Delmonico F L, Cosimi A B
Transplantation Unit, Massachusetts General Hospital, Boston 02114, USA.
Clin Transplant. 1996 Oct;10(5):397-403.
Because they can be selected to target only cells which are crucial for rejection, monoclonal antibodies (mAbs) offer enormous potential for specific manipulation of the immune response. Interest in the clinical potential of anti-CD4 mAbs has been heightened by the demonstration, in experimental models, that such therapy can produce long-term donor-specific non-responsiveness. Early clinical trials using two murine anti-CD4 mAbs (BL4 and mT-151) were discouraging, with over 50% of recipients suffering early rejection episodes. Another murine preparation, OKT4A, was initially found to prolong allograft survival in non-human primates. Limited clinical trials revealed that this mAb was well tolerated, that most recipients produced an antimurine response, and that only 26% of patients suffered rejection episodes during the first 3 post-operative months.

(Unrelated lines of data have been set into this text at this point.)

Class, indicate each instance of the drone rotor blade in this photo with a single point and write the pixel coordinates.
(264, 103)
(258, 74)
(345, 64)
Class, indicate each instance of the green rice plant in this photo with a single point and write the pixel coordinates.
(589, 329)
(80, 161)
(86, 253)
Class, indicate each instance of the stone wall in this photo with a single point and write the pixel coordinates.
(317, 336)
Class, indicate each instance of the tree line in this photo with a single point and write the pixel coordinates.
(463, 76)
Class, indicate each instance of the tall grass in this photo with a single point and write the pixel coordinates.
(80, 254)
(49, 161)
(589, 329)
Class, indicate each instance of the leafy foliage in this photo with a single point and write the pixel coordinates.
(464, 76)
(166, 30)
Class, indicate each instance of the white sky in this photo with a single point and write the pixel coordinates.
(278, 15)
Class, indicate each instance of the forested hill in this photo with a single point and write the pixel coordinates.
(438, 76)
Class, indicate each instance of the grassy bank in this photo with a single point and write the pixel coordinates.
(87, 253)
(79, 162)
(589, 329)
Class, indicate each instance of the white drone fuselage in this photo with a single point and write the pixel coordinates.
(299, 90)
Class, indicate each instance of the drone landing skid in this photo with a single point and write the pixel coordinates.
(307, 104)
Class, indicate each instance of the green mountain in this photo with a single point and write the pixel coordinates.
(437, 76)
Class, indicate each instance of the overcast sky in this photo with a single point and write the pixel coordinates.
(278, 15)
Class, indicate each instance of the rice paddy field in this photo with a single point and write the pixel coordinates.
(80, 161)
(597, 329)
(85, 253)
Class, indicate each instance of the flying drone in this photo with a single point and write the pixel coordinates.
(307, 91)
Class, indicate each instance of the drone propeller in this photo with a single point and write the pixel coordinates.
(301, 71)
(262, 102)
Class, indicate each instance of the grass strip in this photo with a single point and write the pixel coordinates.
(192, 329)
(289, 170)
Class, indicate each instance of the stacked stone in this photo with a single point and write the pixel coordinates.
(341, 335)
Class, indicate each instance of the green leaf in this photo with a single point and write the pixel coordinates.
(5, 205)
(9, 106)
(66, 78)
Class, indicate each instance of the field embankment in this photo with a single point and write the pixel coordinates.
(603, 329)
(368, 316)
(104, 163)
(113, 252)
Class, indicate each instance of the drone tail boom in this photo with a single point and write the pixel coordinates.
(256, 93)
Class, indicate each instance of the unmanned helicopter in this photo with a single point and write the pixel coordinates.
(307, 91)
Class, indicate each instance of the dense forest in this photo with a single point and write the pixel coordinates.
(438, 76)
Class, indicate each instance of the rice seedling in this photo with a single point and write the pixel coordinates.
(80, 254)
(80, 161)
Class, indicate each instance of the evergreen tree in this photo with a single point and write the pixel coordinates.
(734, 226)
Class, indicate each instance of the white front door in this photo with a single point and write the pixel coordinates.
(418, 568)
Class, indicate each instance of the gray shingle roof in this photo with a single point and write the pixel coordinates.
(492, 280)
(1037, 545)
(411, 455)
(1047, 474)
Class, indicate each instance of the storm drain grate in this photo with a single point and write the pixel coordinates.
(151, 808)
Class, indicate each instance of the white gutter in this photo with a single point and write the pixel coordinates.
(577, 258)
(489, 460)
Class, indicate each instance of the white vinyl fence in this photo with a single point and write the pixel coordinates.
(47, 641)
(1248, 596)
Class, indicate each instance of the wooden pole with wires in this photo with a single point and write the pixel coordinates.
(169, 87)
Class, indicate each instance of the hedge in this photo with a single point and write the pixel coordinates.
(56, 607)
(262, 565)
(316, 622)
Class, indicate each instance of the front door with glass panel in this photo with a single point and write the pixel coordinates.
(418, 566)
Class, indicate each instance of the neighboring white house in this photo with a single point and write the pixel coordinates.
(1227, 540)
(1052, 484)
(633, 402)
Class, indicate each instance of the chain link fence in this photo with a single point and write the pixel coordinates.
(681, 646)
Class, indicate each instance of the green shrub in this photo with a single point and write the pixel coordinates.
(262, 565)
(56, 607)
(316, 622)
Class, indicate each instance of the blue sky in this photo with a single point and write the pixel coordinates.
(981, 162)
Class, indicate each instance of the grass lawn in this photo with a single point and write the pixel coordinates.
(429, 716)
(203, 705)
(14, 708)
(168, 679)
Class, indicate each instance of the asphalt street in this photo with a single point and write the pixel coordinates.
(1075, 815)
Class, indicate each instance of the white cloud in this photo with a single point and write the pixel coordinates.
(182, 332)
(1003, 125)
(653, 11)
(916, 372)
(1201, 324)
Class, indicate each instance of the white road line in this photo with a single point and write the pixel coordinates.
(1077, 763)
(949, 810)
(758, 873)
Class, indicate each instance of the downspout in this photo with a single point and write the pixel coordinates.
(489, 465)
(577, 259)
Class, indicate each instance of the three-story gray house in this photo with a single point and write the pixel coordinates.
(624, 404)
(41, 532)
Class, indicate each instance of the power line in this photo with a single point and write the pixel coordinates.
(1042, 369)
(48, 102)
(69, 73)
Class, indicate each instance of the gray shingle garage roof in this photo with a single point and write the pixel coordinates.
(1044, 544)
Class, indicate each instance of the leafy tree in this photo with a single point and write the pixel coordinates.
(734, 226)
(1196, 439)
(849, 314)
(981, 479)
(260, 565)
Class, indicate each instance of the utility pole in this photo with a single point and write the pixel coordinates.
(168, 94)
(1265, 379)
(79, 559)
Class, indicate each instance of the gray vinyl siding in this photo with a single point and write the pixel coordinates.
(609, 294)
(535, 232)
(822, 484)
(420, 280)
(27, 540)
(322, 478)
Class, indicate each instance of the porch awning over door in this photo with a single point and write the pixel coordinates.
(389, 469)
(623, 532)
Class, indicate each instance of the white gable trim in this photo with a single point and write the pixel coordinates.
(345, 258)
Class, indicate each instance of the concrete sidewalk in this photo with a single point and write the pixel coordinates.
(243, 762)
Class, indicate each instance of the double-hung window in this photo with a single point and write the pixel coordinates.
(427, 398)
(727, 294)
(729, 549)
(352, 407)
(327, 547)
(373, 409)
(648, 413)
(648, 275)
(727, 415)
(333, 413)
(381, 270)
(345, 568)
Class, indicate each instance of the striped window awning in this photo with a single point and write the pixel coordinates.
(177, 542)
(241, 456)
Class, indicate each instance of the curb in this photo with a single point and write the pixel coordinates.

Another murine preparation, Max. 16H5, has been reported to reverse late onset acute rejection episodes as effectively as, but more safely than, conventional immunosuppression. More recent interest has focused upon humanized recombinants of these earlier murine anti-CD4 preparations. cMT-412, has been studied in recipients of heart or heart-lung allografts. These patients were observed to have less frequent and markedly delayed rejection episodes, fewer infectious complications, and better overall survival than that observed in an ATG-treated control group. Further studies are thus being undertaken. A CDR grafted IgG4 preparation of OKT4A has also been studied. This molecule (OKTcdr4a) contains only 8% of the parent murine sequence while retaining the binding affinity of OKT4A for the human CD4 antigen. In a pilot trial, biopsy-proven reversible rejection episodes were observed in 2/11 (18%) of renal allograft recipients. There were no allograft failures and no antibody response to the mAb. These and other trials emphasize the intense interest in immunosuppressive regimens incorporating anti-CD4 mAbs as well as the difficulties encountered in defining optimal protocols. Nevertheless, the impressive results observed in rodent and non-human primate models suggest that these agents are likely to play an important role in future immunosuppressive protocols, particularly those designed to induce tolerance.
由于单克隆抗体(mAb)可以被选择仅靶向对排斥反应至关重要的细胞,因此它们在特异性调控免疫反应方面具有巨大潜力。在实验模型中已证实抗CD4单克隆抗体疗法可产生长期的供体特异性无反应性,这使得人们对其临床潜力的兴趣日益浓厚。早期使用两种鼠源抗CD4单克隆抗体(BL4和mT - 151)的临床试验结果令人沮丧,超过50%的接受者出现早期排斥反应。另一种鼠源制剂OKT4A最初被发现可延长非人灵长类动物同种异体移植物的存活时间。有限的临床试验表明,这种单克隆抗体耐受性良好,大多数接受者产生了抗鼠反应,并且在术后的前三个月中只有26%的患者出现排斥反应。据报道,另一种鼠源制剂Max. 16H5在逆转迟发性急性排斥反应方面与传统免疫抑制方法效果相同,但更安全。最近的研究兴趣集中在这些早期鼠源抗CD4制剂的人源化重组体上。cMT - 412已在心脏或心肺同种异体移植接受者中进行了研究。观察发现,与接受抗胸腺细胞球蛋白(ATG)治疗的对照组相比,这些患者的排斥反应发作频率更低、明显延迟,感染并发症更少,总体存活率更高。因此正在进行进一步的研究。一种OKT4A的互补决定区(CDR)移植IgG4制剂也已被研究。该分子(OKTcdr4a)仅包含8%的亲本鼠源序列,同时保留了OKT4A对人CD4抗原的结合亲和力。在一项初步试验中,11例肾移植受者中有2例(18%)经活检证实出现可逆性排斥反应。没有同种异体移植物失败,也没有对该单克隆抗体的抗体反应。这些试验以及其他试验强调了人们对包含抗CD4单克隆抗体的免疫抑制方案的浓厚兴趣,以及在确定最佳方案时遇到的困难。然而,在啮齿动物和非人灵长类动物模型中观察到的令人印象深刻的结果表明,这些药物可能在未来的免疫抑制方案中发挥重要作用,特别是那些旨在诱导耐受性的方案。